AI Agents Operational Framework
Operational best practices for building, deploying and operating AI agents on AWS.
What are AI agents?
Artificial intelligence (AI) agents are autonomous software systems that leverage AI, like foundation models (FMs), to reason (break down user-requested task into multiple steps), plan (use the developer-provided instructions to create an orchestration plan), and complete tasks (invoking tools, APIs, and other agents) on behalf of humans or systems.
According to Gartner, 33% of enterprise software apps will include agentic AI by 2028, and 15% of day-to-day work decisions will be made autonomously through agentic AI by 2028.

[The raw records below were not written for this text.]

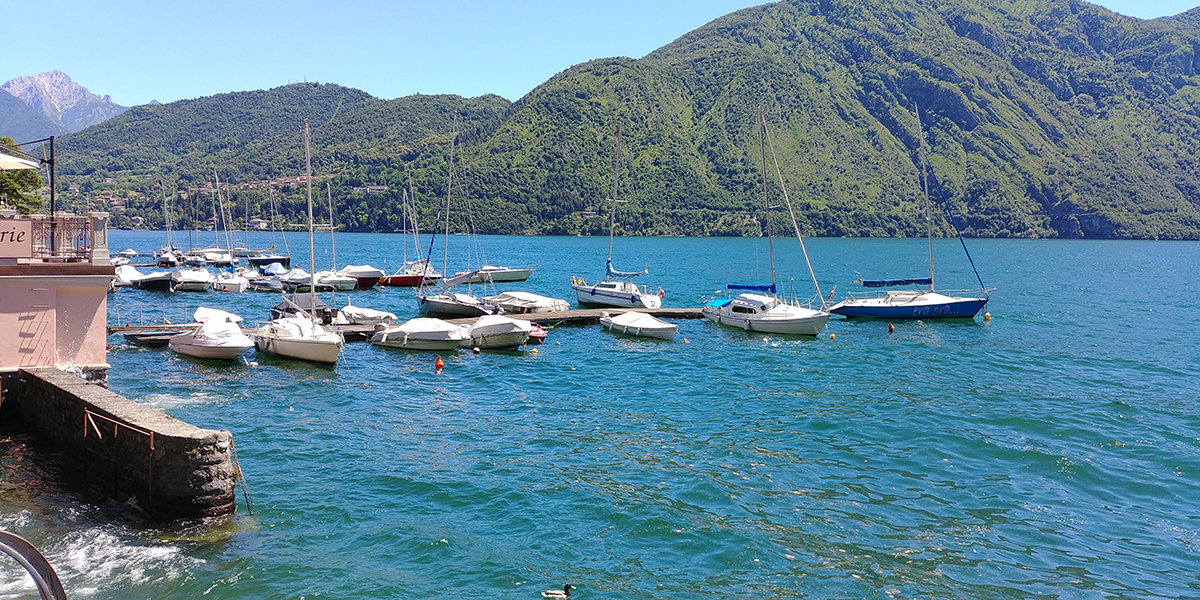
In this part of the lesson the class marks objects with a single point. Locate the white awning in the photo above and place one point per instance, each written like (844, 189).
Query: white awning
(15, 163)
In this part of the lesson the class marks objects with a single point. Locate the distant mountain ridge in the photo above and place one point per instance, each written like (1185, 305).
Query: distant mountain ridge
(1044, 118)
(65, 102)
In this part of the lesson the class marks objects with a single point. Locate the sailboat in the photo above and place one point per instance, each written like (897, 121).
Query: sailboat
(333, 279)
(417, 271)
(301, 336)
(916, 304)
(449, 304)
(616, 289)
(759, 306)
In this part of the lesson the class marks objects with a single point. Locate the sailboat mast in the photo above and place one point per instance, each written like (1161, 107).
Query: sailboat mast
(929, 219)
(312, 258)
(333, 225)
(612, 213)
(766, 199)
(445, 240)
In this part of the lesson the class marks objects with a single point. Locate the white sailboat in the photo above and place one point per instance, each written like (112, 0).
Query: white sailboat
(301, 336)
(616, 289)
(219, 337)
(915, 304)
(759, 307)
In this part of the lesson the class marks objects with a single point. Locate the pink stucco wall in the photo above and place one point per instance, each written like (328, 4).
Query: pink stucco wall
(53, 321)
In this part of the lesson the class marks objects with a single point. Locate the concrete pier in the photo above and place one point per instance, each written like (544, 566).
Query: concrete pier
(121, 449)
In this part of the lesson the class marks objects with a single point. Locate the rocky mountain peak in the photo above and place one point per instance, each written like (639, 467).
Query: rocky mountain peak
(64, 101)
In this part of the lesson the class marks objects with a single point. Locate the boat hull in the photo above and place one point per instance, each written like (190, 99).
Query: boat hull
(183, 345)
(432, 306)
(880, 309)
(653, 333)
(312, 351)
(795, 325)
(591, 295)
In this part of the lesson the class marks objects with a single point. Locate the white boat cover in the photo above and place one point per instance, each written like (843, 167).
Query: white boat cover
(496, 324)
(526, 301)
(361, 270)
(220, 329)
(363, 316)
(126, 274)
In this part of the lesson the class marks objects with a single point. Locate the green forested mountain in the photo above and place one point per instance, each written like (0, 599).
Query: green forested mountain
(1044, 118)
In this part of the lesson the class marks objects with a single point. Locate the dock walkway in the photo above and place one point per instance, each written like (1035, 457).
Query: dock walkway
(577, 317)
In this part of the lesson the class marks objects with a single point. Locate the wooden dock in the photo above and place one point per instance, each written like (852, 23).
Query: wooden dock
(363, 333)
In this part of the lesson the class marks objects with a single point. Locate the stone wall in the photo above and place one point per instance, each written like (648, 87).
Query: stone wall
(123, 449)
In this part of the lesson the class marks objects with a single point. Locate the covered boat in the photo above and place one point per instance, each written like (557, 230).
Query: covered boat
(219, 337)
(639, 324)
(523, 303)
(365, 275)
(497, 331)
(420, 334)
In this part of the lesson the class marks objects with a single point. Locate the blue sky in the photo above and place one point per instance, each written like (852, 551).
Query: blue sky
(171, 49)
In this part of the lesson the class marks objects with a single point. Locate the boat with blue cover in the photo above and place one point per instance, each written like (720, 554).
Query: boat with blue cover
(917, 304)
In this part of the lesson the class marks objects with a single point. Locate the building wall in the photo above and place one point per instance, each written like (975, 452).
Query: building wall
(54, 315)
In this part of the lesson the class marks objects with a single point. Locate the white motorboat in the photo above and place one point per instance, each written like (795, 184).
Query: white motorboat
(125, 275)
(757, 307)
(639, 324)
(336, 281)
(192, 280)
(490, 274)
(766, 313)
(497, 331)
(420, 334)
(299, 337)
(613, 291)
(219, 337)
(622, 294)
(365, 275)
(363, 316)
(231, 282)
(523, 303)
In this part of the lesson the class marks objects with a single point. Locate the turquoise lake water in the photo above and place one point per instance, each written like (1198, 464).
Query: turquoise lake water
(1053, 451)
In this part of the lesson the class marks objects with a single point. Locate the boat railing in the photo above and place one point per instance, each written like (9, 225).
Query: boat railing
(143, 315)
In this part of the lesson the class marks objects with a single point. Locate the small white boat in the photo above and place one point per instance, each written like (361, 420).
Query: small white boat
(420, 334)
(490, 274)
(299, 337)
(363, 316)
(125, 275)
(365, 275)
(330, 280)
(639, 324)
(769, 315)
(219, 337)
(231, 282)
(497, 331)
(192, 280)
(523, 303)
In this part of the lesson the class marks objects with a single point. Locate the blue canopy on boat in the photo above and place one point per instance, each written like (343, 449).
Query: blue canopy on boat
(749, 287)
(885, 283)
(613, 273)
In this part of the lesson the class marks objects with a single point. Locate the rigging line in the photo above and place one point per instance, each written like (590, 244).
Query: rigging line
(955, 221)
(796, 223)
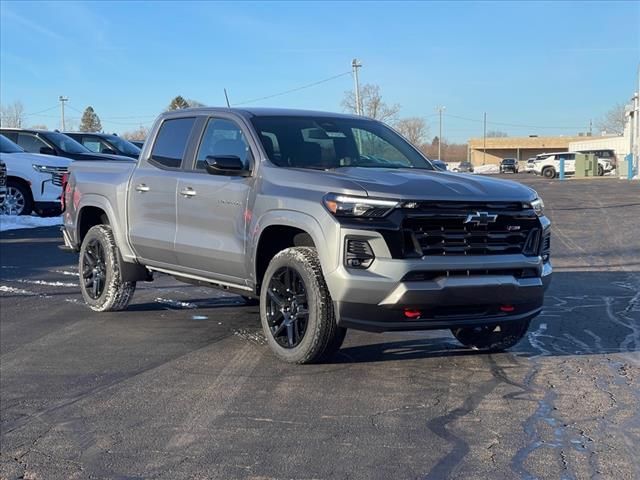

This article provides you a structured approach to build, deploy and operate AI agents in your organization on AWS.
Benefits
The AI Agents operational framework provides several benefits for your organization:
- It increases the success rate of launching and scaling your agentic AI systems
- It increases the reliability and mitigates risks in your agentic AI systems
- It accelerates issue resolution
- It helps you achieve continuous optimization
Choice of AI agents
You can use or build AI agents in below 3 ways generally:
- Use fully managed specialized agents like Kiro, Amazon Q and AWS Transform.
- Build your own agents using managed services like Amazon Bedrock AgentCore and Amazon Bedrock Agents.
- Build your own agents using open source frameworks like Strands Agents and LangGraph.
In this article we focus on AI agents on Amazon Bedrock, the easiest way to build and scale generative AI applications. However, most of the operational best practices in the framework apply to the other types of AI agents as well.
5-stage operational framework for AI agents
The AI agents operational framework spans across the agent’s lifecycle, which generally includes 5 stages.
1. Prepare
This is the scoping and planning stage. You start by defining the business problem that is feasible for AI agents. Note that not all problems need to be solved by AI agents. More defined workflow or tasks can be implemented with workflow like Amazon Bedrock Flows or AWS Step Functions with AWS Lambda. AI agents are better for use cases where it requires stronger reasoning, planning, dynamic routing capabilities and multi-step tool calling. From operations perspective, you can start with a simple use case, like a single HR assistant agent to request PTO. To estimate cost of the entire agentic AI system, include all features and components used like the foundation model (FM), request and response tokens, vector database, and any other services in the architecture like Amazon API Gateway and AWS Lambda. For more details, reference to the Bedrock pricing page and this blog post. It’s also important to create a GenAI cost control strategy from the beginning like implementing cost guardrails with resource tagging, cost monitoring reports and budget alerts. Review service quotas to ensure you can operate at different stages from dev to prod without errors or throttling. Plan for failure and design for resiliency like have a multi-AZ or multi-region architecture. Review the desired FM throughput requirement to ensure the system is able to respond to production traffic, consider purchasing Provisioned Throughput to maintain a higher level of throughput.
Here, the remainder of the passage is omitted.